Ele não queria se meter, mas Dona Sandra também estava com medo de não saber o que dizer quando o senhor voltasse, insistiu para que ele entregasse o documento.

Orlando ainda nem tinha encontrado as palavras quando Antônio já abriu o acordo.

Logo na primeira linha, quatro palavras saltaram aos olhos.

Orlando se apressou:

— Senhor, isso é… a senhora deixou em casa…

— Quando saiu, pediu à Dona Sandra que o senhor pudesse…

— …assinar o quanto antes.

Orlando sentiu que a boca não era dele, uma frase curta saiu toda truncada.

— Quando foi isso?

Depois de muito tempo, Antônio deixou a pergunta escapar entre os dentes.

A voz não tinha emoção, só então Orlando ousou levantar um pouco a cabeça.

Ainda bem. O rosto de Antônio também estava indiferente.

Orlando concluiu que tinha pensado demais. Era um casamento só no papel, Antônio não se importava com Lúcia.

No coração do senhor, só existia a Sra. Adriana.

Se Lúcia pedia o divórcio primeiro, ele nem precisava violar o contrato pré-nupcial. No fim, era até conveniente.

— Há três dias — Orlando respondeu, mais leve.

— Amanhã de manhã o senhor tem duas horas livres. Quer que eu entre em contato com a senhora… quer dizer, com a Sra. Lúcia?

Antes de Orlando terminar, o olhar de Antônio ficou cortante.

Orlando gelou, sentindo que tinha pisado em falso.

— Ela diz “divórcio” e eu obedeço? Quem é o seu chefe, afinal?

Antônio arqueou a sobrancelha. Um sorriso estranho apareceu no rosto, deslocado e frio.

— …Eu falei demais.

Orlando baixou a cabeça na hora.

Antônio jogou o acordo no chão.
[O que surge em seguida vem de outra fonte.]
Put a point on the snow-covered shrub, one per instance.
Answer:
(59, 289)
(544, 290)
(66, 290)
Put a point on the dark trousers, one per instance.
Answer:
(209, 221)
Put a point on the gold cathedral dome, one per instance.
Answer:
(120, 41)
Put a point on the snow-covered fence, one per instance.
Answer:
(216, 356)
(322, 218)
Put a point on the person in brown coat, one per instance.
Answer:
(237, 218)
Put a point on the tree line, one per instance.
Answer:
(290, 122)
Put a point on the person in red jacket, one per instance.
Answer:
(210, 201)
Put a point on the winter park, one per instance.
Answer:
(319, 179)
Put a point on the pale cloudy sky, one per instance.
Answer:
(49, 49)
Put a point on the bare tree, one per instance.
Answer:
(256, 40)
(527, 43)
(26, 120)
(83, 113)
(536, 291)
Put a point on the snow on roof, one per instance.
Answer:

As folhas se espalharam, e Orlando correu para recolher.

Antônio saiu do quarto a passos largos.

Ele repassou, uma e outra vez, o que tinha acontecido recentemente. Na memória dele, a presença de Lúcia era quase inexistente.

Depois que Adriana voltou ao país, ele mal encontrara Lúcia a sós.

Três dias antes, no aniversário de morte do filho, ela o lembrara repetidas vezes. Ele tinha concordado em ir — e ainda assim faltou.

Lúcia voltou para casa exausta e só quis dormir. Mas, pouco depois, o estômago voltou a doer.

Foi então que lembrou do que Sófia dissera: o remédio irritava o estômago, mesmo sem apetite, ela precisava comer alguma coisa.

Sem escolha, Lúcia se levantou e foi mexer na geladeira, procurando algo.

Havia bastante comida comprada no dia anterior, mas tudo dava trabalho para preparar.

Nesse momento, a campainha tocou.

Ao ver o visor, o olho de Lúcia pulou.

— O que você veio fazer? A Denise…

Será que a Denise tinha se machucado de novo?

Mas Sófia não tinha garantido que ela estava bem?